In a final case, the Registrar had already granted an order to Bank of Ireland back in April of this year with a 9 months stay.  When an order is granted, the borrower has 14 days to appeal it.  But the borrowers did nothing about it. Their solicitor sought permission to extend the time to appeal it on the grounds that the borrowers did not know about the court hearing although they accepted that notice had been validly served.  Since the order was granted they had actually paid €36,500 off the loan. The bank still objected to the granting of an extension of the time to appeal the order. The Registrar gave them another 14 days to lodge an appeal on the grounds that it sounded to her as “if some arrangement can be made”. This seemed to me to be a common sense approach, although firmly on the side of the borrower.

So what have I learnt? Well of the repossessions of “family homes” I have seen most were abandoned or rented out.  Most had huge arrears and were paying nothing.  If it’s your family home, no matter how bad the situation, no matter how late in the day it is, talk to MABS or to one of the other voluntary groups. If you do so and if you pay something and if you show up in court, you will not lose your home.


----------



## Joe_90 (13 Nov 2015)

Brendan,

Good to see a review of what is going on.  Although 


> One guy was in the court for the 5th time. Although he has a solicitor and a financial advisor, neither was available to attend court. He has a mortgage of €448,000 with €98,000 arrears and is paying €500 a month. In my opinion, this mortgage is clearly unsustainable. If he can afford only €6,000 a year, he can’t afford to live in a house with a mortgage of €448,000. But he has got yet another adjournment.



Was evidence presented that he could not afford to pay more.  Some people are playing the long game and relying on the incapacity of the banks to make them cooperate. Maybe the banks will be forced into a restructure in order to deal with some borrowers.


----------



## Sarenco (13 Nov 2015)

Good article Brendan.  That level of detail really gives a good flavour of the actual position at the coal face.

I was originally sceptical of your view that no possession order would ever be granted if a borrower is making any kind of meaningful payments to their lender but that certainly seems to be the case.  That has obvious consequences for mortgage pricing into the future.

Incidentally, I wonder if Revenue is taking note of those cases where a borrower has ceased making mortgage payments but is pocketing rent on a property?


----------



## Bronte (13 Nov 2015)

Excellent BB to find out what is going on.  Why are there so many adjournments do you know.  Can you describe the courtroom, the set up the people there.  Is it intimidating.  Are people upset.  Do people go out to Mabs/Insolvency experts - that's really good news they are finally there.  What happens those people's cases, does Mabs come back in with them.  Are the Mabs/Insolvency people lawyers?

It is quite extraordinary that the newspapers don't report on these cases, don't they have reports in every district court to tell us what Paddy did last Friday night after the pub etc.


----------



## Bronte (13 Nov 2015)

Brendan Burgess said:


> I attended 198 cases in Donegal.
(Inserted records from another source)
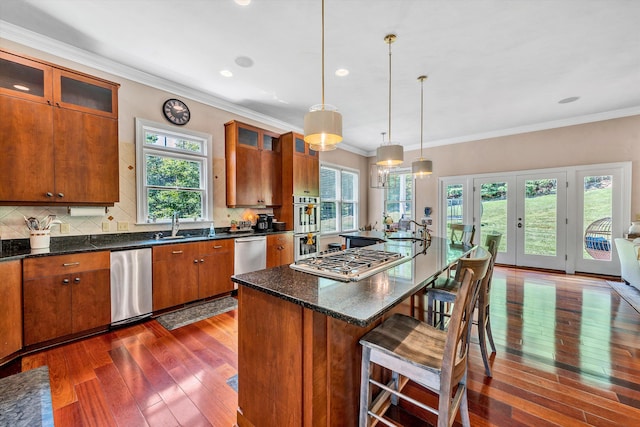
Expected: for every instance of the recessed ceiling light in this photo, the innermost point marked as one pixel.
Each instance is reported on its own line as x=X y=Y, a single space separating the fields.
x=244 y=61
x=568 y=100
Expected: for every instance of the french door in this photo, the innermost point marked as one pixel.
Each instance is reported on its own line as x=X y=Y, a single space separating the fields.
x=560 y=219
x=530 y=213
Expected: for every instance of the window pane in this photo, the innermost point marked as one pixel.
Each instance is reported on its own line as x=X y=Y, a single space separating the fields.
x=328 y=183
x=540 y=212
x=596 y=218
x=349 y=186
x=162 y=203
x=169 y=172
x=328 y=217
x=160 y=140
x=493 y=211
x=454 y=204
x=348 y=216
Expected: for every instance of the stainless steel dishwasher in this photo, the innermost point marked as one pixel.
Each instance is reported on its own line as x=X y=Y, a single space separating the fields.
x=131 y=285
x=250 y=254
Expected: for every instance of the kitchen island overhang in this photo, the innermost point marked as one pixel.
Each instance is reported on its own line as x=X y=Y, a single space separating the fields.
x=298 y=335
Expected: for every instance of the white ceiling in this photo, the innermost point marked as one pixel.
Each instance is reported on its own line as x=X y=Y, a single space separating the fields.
x=495 y=67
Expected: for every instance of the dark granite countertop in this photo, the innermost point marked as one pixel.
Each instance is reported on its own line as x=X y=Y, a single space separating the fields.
x=19 y=248
x=25 y=399
x=359 y=303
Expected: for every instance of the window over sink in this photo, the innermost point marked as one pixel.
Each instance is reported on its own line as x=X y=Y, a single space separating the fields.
x=338 y=199
x=172 y=173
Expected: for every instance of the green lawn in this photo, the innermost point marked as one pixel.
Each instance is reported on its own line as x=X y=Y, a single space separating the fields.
x=540 y=219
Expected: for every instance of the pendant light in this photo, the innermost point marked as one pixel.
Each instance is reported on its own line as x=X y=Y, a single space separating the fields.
x=379 y=175
x=389 y=154
x=422 y=167
x=323 y=123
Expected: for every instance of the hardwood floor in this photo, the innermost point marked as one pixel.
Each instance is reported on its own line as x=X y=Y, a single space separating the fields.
x=568 y=354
Despite the efforts of the banks and despite the fact that some of the houses had actually been abandoned, the court didn’t grant a single order for possession. In the last 100 or so which I have attended in Dublin, I have seen no repossessions granted either..



On what grounds are respossession orders not granted on abandoned houses?


----------



## Bronte (13 Nov 2015)

Brendan Burgess said:


> The fifth order was the only case where it appeared that the family might still be living in the home. The balance was €611,000 and had arrears of €57,000. The last payment was received back in January 2011. Legal proceedings were initiated by the bank in early 2013. Despite not receiving any payment in almost 5 years, it has taken the bank 3 years of court proceedings to gain the order for possession.  And the Registrar in granting the order, put a 9 month stay on the carrying out of the order as “the borrowers might do something in the meantime”.
> 
> .



So they will have lived rent free for 6 years.  And even in 9 months time it doesn't mean the bank get it does it.  There is the 'execution' procedure next.


----------



## Bronte (13 Nov 2015)

Brendan Burgess said:


> The third “family home” was also rented out. The owners appear to have moved to Donegal. The last payment was in 2008 – 7 years ago. So they have been pocketing the rent and paying nothing to the lender, Bank of Ireland.  There was €91,000 in arrears outstanding.
> 
> .



This is truly unbelievable.  Why would a bank wait 7 years.  What does a bank gain by waiting 7 years.  The can kicking, the hope property will rise, the avoidence of crystalising losses or the court system.


----------



## Bronte (13 Nov 2015)

Brendan Burgess said:


> In another case, the EBS sought an adjournment but the borrower showed up and asked the Registrar to strike out the case.  He claimed that the EBS had told him 15 months ago that they would capitalise the arrears but they had not done so and were refusing to meet him. He has been make full repayments. The Registrar didn’t ask for any evidence to support these claims by the borrower, but to be fair, he sounded credible. She just struck out the proceedings.
> 
> .



So the EBS have to now go back to the beginning and start new proceedings.  How is it that a bank with money and the best legal people let a case get struck out?  There seems to be a heck of a lot of money going to lawyers in Ireland for all these cases.  Money that ultimately the bank/society will pay for. Yet the borrowers cannot afford legal advice in most cases.  I wonder what the quality of the Mabs/Insolvency service in court is like.  Is that good enough against solicitors and barristers for banks.  Is it just someone sent down from the offices of Mabs to hold the hands of borrowers.


----------



## Sarenco (13 Nov 2015)

Why do think the bank did nothing for seven years?


----------



## Bronte (13 Nov 2015)

Brendan Burgess said:


> In a final case, the Registrar had already granted an order to Bank of Ireland back in April of this year with a 9 months stay.  When an order is granted, the borrower has 14 days to appeal it.  But the borrowers did nothing about it. Their solicitor sought permission to extend the time to appeal it on the grounds that the borrowers did not know about the court hearing although they accepted that notice had been validly served.  Since the order was granted they had actually paid €36,500 off the loan. The bank still objected to the granting of an extension of the time to appeal the order. The Registrar gave them another 14 days to lodge an appeal on the grounds that it sounded to her as “if some arrangement can be made”. This seemed to me to be a common sense approach, although firmly on the side of the borrower.
> 
> .



Like you I agree it's a common sense approach, especially as they really made a big effort to pay off 36K.  But I don't see how it is legal to get an order for the court to ignore their own order.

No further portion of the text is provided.